You can pretty much ignore everything else I said up to here - it was little more than filler as I contemplated my answer to this part (based on your post).
She isn't showing a hell of alot of enthusiasm or effort when it comes to a "real" relationship with you - which to me personally, sounds like a 100% "No thank you" on her part (though she seems fine with remaining friends/fuck friends/or whatever the hell you are to each other right now). If you agree with the above, then your next move is pretty simple...
*whips out his trusty Scale of Hedonism*
If the aspects of your current relationship bring you more pleasure/enjoyment than the potential self-inflicted negativity from the aspects you don't have, then stick with it (but I wouldn't exactly obligate yourself in any way to her. ie: keep dating others).
If you feel the reverse is true (dumb in my estimation), then move on and stick to "just friends".
Doesn't seem very complicated to me... Maybe I am missing something.
Good luck,
KO-
edited
PostPosted:Thu Jun 16, 2005 8:40 pm
by Nev
Just FYI (all of you), I'm no longer actually reading the replies to this thread.
PostPosted:Fri Jun 17, 2005 12:48 am
by Imakeholesinu
Aww snap, even before I got my two cents in.
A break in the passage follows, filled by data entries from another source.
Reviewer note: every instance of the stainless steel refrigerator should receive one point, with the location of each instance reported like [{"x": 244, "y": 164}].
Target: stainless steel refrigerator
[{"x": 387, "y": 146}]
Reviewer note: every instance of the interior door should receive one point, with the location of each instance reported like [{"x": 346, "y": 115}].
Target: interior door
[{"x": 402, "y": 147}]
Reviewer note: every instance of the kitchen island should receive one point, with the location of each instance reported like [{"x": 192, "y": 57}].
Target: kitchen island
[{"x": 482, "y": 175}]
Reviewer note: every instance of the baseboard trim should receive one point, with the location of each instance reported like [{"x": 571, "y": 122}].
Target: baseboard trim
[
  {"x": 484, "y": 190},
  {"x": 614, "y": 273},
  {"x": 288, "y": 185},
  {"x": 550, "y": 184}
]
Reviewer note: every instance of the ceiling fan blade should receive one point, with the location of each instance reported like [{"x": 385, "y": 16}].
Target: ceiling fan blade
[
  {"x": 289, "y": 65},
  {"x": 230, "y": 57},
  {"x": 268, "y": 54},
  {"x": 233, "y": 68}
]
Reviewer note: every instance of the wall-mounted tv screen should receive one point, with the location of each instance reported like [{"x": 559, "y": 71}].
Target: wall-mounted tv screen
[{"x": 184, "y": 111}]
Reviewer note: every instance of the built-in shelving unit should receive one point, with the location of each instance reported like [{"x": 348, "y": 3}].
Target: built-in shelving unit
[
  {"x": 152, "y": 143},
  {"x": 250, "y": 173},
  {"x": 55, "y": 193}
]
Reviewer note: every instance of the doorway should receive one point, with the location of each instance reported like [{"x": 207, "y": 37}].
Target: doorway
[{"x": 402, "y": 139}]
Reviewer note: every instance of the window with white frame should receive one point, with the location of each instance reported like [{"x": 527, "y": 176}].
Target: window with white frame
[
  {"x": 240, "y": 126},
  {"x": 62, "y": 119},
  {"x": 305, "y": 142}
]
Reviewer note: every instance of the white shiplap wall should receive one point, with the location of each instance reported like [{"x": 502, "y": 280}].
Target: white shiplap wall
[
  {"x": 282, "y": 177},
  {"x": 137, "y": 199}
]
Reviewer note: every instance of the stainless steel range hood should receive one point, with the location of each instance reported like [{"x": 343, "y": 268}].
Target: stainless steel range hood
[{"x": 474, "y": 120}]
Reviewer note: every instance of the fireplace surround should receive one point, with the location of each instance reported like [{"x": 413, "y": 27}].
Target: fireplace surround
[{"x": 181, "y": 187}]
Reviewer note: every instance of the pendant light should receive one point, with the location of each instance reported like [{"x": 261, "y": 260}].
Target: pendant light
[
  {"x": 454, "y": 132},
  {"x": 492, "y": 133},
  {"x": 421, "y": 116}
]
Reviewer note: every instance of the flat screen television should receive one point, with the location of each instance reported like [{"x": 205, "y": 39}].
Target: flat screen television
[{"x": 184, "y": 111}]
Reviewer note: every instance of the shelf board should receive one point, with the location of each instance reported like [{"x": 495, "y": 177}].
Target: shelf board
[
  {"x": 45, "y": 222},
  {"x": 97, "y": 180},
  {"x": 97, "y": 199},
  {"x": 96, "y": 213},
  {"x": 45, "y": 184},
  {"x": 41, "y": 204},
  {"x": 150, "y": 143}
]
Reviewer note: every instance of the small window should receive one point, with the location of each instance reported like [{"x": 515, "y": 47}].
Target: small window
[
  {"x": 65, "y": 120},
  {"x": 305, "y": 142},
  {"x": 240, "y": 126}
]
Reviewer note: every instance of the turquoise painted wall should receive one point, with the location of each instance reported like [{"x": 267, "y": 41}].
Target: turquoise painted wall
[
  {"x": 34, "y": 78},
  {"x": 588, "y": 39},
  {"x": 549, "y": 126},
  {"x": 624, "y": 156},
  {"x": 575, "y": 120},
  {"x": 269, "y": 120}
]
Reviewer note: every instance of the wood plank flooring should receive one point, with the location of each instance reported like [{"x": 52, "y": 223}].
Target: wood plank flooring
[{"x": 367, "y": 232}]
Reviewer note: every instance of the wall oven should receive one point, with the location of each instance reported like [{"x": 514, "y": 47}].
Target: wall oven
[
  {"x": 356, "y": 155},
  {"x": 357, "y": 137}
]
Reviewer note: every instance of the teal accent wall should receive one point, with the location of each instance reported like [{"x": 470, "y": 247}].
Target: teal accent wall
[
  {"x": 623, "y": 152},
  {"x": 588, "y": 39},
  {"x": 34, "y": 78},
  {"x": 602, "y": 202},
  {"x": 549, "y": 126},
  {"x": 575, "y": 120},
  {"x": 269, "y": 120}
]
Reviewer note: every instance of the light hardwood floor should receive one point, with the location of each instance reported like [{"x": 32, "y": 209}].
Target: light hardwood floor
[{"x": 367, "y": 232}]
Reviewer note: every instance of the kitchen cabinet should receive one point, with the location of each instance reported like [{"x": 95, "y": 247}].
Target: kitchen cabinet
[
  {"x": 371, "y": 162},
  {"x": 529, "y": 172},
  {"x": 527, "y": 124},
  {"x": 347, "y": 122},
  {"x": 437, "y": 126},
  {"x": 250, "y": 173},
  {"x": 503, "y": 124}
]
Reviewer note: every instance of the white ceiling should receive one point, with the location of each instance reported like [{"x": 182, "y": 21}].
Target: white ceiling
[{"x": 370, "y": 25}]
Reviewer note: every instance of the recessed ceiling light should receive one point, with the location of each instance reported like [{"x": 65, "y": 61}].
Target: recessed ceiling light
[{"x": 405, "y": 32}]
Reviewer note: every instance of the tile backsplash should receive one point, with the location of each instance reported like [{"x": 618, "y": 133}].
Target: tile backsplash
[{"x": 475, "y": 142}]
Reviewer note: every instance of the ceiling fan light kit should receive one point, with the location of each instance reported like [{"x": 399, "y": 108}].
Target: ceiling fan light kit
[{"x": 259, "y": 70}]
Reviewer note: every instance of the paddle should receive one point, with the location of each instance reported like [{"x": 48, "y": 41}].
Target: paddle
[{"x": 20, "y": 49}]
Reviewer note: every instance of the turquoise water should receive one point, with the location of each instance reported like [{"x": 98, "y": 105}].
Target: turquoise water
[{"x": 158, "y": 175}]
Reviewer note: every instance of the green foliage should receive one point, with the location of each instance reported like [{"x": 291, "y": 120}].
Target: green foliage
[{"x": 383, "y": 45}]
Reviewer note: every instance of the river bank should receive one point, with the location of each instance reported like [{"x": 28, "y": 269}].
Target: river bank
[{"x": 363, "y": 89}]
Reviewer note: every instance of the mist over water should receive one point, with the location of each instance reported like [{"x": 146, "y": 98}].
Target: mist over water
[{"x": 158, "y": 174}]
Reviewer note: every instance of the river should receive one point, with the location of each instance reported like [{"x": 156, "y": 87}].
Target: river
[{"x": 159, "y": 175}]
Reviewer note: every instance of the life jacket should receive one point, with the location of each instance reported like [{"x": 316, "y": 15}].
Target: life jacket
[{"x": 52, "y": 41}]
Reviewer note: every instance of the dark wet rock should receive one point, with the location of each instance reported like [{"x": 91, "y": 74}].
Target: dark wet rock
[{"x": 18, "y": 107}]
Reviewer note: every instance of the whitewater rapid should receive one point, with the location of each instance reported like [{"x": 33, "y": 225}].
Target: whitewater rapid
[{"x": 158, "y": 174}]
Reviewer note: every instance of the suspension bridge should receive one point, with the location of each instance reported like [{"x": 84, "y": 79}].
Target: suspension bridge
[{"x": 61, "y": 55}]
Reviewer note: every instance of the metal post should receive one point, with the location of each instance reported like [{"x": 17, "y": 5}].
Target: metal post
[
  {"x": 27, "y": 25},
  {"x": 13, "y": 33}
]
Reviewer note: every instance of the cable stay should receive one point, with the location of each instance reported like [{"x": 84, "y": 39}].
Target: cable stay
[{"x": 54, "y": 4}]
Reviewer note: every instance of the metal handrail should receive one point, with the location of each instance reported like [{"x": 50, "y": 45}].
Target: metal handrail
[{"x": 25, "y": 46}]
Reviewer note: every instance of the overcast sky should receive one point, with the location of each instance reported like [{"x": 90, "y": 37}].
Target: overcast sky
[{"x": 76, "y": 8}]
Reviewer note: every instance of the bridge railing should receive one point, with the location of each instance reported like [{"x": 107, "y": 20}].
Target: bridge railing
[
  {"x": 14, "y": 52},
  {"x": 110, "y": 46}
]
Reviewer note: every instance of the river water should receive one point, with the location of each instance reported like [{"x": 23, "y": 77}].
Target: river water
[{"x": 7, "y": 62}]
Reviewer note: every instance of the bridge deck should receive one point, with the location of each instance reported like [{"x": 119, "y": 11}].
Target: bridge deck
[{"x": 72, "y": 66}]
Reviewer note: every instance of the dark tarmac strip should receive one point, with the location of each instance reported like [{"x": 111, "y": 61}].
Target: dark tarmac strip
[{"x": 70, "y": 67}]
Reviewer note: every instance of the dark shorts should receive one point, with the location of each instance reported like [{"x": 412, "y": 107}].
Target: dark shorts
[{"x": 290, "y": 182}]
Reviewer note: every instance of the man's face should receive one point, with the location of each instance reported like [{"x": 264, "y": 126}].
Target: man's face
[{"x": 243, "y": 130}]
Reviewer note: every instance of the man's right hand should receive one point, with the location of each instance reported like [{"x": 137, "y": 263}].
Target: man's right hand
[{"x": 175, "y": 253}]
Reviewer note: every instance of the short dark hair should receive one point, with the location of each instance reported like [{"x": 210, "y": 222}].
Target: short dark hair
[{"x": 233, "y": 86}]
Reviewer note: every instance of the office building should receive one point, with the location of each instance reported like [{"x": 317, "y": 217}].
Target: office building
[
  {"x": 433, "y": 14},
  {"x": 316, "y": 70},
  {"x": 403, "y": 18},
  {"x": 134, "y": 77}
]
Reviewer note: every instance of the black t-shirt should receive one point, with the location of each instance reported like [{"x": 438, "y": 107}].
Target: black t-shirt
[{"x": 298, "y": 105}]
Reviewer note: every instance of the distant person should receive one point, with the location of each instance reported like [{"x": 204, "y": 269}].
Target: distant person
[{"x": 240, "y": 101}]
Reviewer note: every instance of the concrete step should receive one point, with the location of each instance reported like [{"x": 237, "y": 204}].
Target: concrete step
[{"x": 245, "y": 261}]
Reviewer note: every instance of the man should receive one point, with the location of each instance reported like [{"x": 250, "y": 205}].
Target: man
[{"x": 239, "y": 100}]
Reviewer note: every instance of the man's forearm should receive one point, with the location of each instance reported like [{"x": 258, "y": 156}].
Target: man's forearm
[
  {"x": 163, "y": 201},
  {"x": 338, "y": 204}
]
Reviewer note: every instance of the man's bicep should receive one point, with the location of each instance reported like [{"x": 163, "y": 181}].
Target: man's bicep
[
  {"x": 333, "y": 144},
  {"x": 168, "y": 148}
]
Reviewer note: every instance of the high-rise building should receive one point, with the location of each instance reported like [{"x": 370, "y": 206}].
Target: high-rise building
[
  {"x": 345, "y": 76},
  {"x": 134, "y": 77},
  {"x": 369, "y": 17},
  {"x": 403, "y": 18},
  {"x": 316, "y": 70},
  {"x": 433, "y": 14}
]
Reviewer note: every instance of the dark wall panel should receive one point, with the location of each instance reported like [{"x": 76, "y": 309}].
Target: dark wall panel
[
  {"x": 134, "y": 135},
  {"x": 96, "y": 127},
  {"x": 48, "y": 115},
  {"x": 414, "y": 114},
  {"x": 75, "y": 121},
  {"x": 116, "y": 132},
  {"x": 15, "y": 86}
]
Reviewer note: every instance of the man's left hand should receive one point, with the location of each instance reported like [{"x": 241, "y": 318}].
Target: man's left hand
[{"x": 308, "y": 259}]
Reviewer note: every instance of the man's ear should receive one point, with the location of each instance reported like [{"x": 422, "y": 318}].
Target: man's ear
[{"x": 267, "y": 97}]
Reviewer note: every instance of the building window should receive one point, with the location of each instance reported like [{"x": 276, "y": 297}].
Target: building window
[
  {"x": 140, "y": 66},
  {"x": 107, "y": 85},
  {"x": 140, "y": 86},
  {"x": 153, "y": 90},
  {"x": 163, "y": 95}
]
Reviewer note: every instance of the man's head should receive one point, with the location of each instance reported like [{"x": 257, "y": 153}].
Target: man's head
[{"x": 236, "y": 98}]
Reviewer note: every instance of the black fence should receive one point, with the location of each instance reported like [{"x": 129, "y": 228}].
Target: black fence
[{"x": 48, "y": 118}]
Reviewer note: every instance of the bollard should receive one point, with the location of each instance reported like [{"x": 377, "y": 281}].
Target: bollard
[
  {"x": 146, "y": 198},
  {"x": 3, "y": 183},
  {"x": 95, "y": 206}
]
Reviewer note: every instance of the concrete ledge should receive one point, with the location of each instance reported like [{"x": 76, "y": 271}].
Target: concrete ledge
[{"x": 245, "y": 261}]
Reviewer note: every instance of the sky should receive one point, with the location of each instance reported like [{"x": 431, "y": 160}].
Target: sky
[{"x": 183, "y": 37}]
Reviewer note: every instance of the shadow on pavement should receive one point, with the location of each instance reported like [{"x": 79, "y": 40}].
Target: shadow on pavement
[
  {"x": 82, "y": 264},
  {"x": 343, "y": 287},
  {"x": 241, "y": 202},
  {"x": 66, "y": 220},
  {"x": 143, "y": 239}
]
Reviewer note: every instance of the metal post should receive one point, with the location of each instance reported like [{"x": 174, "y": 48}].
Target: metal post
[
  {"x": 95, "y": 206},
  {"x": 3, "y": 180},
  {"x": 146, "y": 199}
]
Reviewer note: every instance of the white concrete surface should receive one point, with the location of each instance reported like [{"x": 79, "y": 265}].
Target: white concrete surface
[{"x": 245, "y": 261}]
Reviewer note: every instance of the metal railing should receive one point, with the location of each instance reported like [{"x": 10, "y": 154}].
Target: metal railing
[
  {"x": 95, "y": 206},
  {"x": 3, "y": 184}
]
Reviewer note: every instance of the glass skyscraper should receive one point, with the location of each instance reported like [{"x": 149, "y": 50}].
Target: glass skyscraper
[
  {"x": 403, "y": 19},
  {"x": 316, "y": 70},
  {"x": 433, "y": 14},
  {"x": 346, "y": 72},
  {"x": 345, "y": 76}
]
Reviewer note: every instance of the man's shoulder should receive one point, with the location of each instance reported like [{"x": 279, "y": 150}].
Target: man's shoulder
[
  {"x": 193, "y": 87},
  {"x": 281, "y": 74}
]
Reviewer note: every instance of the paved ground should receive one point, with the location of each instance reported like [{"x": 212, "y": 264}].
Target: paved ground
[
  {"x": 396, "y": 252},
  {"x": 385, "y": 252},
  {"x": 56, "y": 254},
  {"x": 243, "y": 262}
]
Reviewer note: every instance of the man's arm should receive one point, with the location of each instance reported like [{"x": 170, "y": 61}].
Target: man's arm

I think it's kinda odd that she disappears for as long as she does without letting anyone know. I mean, I know people need space, but shit, falling off the face of the earth almost then appearing when it's she's ready too? Come on, she's trying her best to make it all about her it sounds like, if you really want to read into it that's what I think anyway. I dunno what I'd do, but I'd have a real problem with her disappearing and re-appearing whenever she wanted too. I mean, if even her best friends don't know where she is that has to say something, she's incapable of letting people in almost. I don't know what type of friends she has that would let her do such a thing either, but it all seems odd to me, though I can sympathize with your attraction, I've had similar ones in the past, but they never panned out, if anything it was just a one night stand. I agree with seeker also, e-mail flirting is not good, voice mail is better in my opinion.